Acogida en las iglesias
protestantes
La
historia del pentecostalismo en los años que siguieron se hizo
turbulenta. Hubo entre ellos y con las demás iglesias nuevas divisiones
y enconadas luchas y disputas teológicas. Cayeron en un gran
desprestigio. Durante cincuenta años se sumieron en una semioscuridad y
dejaron, por tanto, de ser un peligro digno de ser tomado en cuenta.
Todo el mundo creía que el ciclo pentecostal había llegado a su fin.

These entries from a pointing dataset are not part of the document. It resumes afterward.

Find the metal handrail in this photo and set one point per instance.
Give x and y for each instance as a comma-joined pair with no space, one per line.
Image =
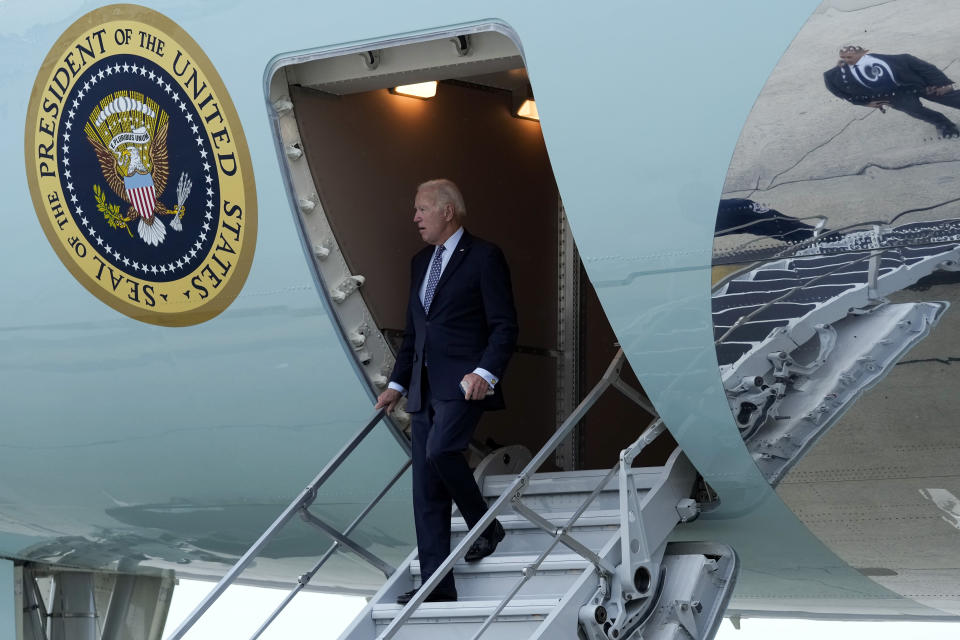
300,503
515,490
304,579
602,567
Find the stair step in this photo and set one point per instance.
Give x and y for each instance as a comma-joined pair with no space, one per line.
533,608
513,563
514,521
498,574
567,482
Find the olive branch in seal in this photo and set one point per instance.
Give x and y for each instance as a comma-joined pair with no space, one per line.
111,212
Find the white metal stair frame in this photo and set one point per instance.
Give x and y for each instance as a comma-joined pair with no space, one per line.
604,597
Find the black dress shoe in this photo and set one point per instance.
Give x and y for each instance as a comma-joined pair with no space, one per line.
404,598
484,546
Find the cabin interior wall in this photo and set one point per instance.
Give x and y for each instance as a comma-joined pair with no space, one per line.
368,152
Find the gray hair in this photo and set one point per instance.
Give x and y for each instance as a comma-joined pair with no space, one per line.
447,193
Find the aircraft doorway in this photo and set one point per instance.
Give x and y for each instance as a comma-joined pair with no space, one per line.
356,149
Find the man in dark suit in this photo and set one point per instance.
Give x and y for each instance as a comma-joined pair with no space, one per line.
461,331
898,81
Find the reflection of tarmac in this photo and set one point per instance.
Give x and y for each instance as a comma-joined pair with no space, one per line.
805,150
799,339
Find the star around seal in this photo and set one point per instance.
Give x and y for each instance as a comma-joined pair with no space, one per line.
139,170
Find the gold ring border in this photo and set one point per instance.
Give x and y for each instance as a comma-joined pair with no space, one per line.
244,260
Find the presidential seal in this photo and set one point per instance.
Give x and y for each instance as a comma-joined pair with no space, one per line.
139,169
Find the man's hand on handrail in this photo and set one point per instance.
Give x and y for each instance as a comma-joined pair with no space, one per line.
389,399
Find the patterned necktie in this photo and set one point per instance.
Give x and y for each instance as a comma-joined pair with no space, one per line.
434,277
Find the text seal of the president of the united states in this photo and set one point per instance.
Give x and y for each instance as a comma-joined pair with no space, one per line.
139,169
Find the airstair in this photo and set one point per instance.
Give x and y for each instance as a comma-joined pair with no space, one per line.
586,555
799,339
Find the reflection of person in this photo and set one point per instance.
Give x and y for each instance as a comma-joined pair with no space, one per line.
461,331
898,81
740,215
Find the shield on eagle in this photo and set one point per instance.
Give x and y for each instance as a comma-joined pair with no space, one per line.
141,192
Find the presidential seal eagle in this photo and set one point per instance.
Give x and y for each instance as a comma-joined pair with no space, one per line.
128,133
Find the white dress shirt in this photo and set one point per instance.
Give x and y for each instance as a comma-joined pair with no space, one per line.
449,246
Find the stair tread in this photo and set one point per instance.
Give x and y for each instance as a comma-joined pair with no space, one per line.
466,608
558,482
598,517
513,563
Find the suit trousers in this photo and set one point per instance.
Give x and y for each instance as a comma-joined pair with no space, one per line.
910,104
440,432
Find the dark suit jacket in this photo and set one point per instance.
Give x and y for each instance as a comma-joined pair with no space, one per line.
472,323
912,75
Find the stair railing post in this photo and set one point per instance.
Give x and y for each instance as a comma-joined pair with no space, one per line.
302,501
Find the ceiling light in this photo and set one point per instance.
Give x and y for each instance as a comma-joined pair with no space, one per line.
422,90
528,110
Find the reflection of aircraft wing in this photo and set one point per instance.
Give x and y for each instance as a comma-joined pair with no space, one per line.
799,340
204,427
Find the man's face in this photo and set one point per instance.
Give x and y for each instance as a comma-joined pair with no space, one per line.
851,57
433,220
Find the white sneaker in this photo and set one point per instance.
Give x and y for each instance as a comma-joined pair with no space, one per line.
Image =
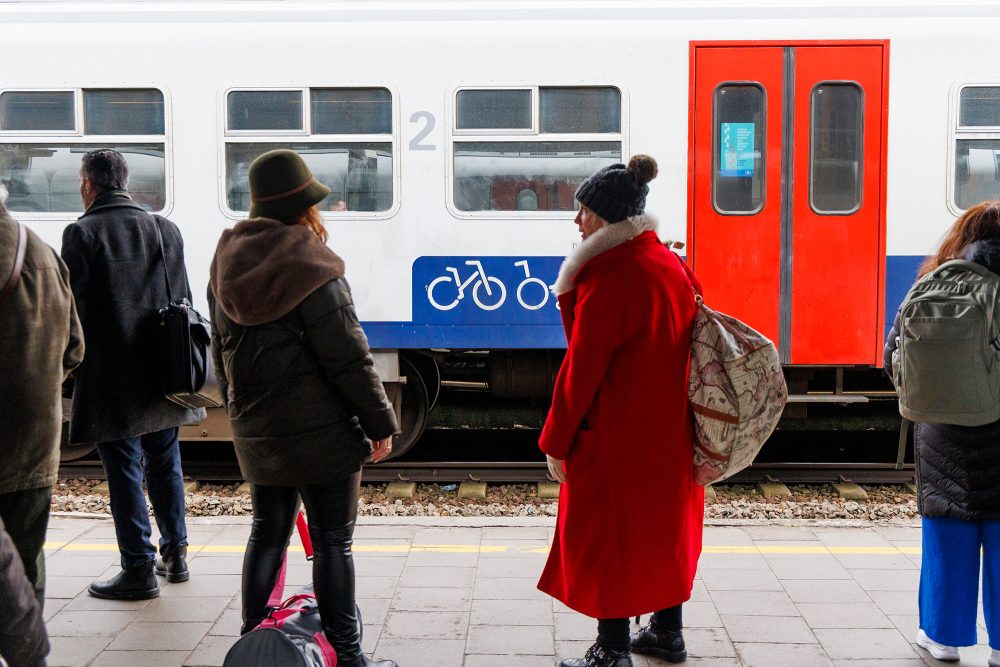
937,651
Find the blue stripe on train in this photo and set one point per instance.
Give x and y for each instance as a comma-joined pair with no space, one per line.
465,326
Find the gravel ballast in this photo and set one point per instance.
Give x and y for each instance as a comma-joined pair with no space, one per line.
732,502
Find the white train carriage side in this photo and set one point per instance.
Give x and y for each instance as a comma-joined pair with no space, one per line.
811,152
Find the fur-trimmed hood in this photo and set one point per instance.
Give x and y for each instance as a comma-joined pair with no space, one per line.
263,269
604,239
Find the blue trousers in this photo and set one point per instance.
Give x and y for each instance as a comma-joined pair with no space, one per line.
949,580
156,456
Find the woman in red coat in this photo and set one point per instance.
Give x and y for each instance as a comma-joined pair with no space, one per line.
618,434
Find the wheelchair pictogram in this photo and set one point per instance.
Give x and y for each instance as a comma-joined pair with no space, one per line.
478,279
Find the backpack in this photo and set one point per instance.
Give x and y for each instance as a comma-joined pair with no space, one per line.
737,392
945,364
292,635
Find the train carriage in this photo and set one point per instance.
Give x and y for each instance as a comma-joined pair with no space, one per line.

Daba la impresión de que aquella semilla que tan pujante brotó en el
grupo de jóvenes de Parham se había agotado para siempre. La novedad de
la irrupción pentecostal fue imposible de asumir en un principio.Podemos
mencionar varios factores de discrepancia, entre otros muchos.
Para
los primeros pentecostales, siempre hubo dos cosas innegociables: el
bautismo en el Espíritu y el don de lenguas. La semilla pentecostal
pareció, en cierto momento, que podía desaparecer. Pero no fue así. Al
contrario.
Durante estos cincuenta años de oscuridad y silencio
fue madurando y, a pesar de la injuria y el escándalo de los hombres,
hacia los años 60 sus rebrotes se hicieron de nuevo incontrolables. Y
ahora no era ya momento de excomuniones, sino que las iglesias no
pudieron eludir el hacer un nuevo discernimiento. Pero ya habían
cambiado muchas cosas en esas iglesias; el mundo también era otro.
La
rigidez puritana de principios de siglo se había disuelto como un
azucarillo. Dos cruentas guerras mundiales habían relativizado muchas
cosas; y una filosofía nueva, personalista y vivencial había abierto la
posibilidad de un mundo de experiencias nuevas. A pesar de los
conflictos mencionados, las iglesias tuvieron que enfrentarse al hecho
de que muchos de sus fieles iban siendo tocados por la experiencia
carismática. Aún más: bastantes pastores participaban en grupos de
oración y habían experimentado igualmente un cambio profundo en sus
vidas.
Por
ello, aunque aún no se hayan apagado las disputas ni se hayan eliminado
totalmente las incomprensiones, las iglesias llamadas "históricas" han
dado su aprobación a la espiritualidad pentecostal.
En la
Iglesia Episcopaliana fue a partir de 1958; la Luterana USA en 1962; la
Presbiteriana también en el 62; y lo mismo ha sucedido en algunas
comunidades ortodoxas.
Desde
este momento se empieza a descubrir la parte positiva de toda esta
movida espiritual. Ahora es valorada la capacidad evangelizadora de la
nueva corriente espiritual. Su novedad y frescura de cara a los jóvenes
y alejados; la vitalidad en los cultos y celebraciones; la
revalorización de la oración y lo sobrenatural en un mundo materialista
y práctico; y, de una manera especial, la capacidad ecuménica de este
nuevo movimiento. Fieles de todas las confesiones participan juntos en
grupos de oración: ¿No será que el Espíritu Santo quiere construir la
unidad desde las bases, desde el pueblo?.
En la Iglesia
Católica
Dados
estos antecedentes, no es de admirar que este movimiento espiritual
apareciera inevitablemente en la Iglesia Católica. Sin embargo, cuando
esto tuvo lugar, causó una sorpresa casi general. Siempre había existido
una profunda hostilidad hacia el Catolicismo por parte de las Iglesias
Pentecostales, el cual, según ellas, era la suma y compendio del
formalismo y organización aniquiladores del Espíritu. Por otra parte, la
mayoría de los católicos nunca habían tomado en serio a los
pentecostales por su aparente emotividad y fanatismo.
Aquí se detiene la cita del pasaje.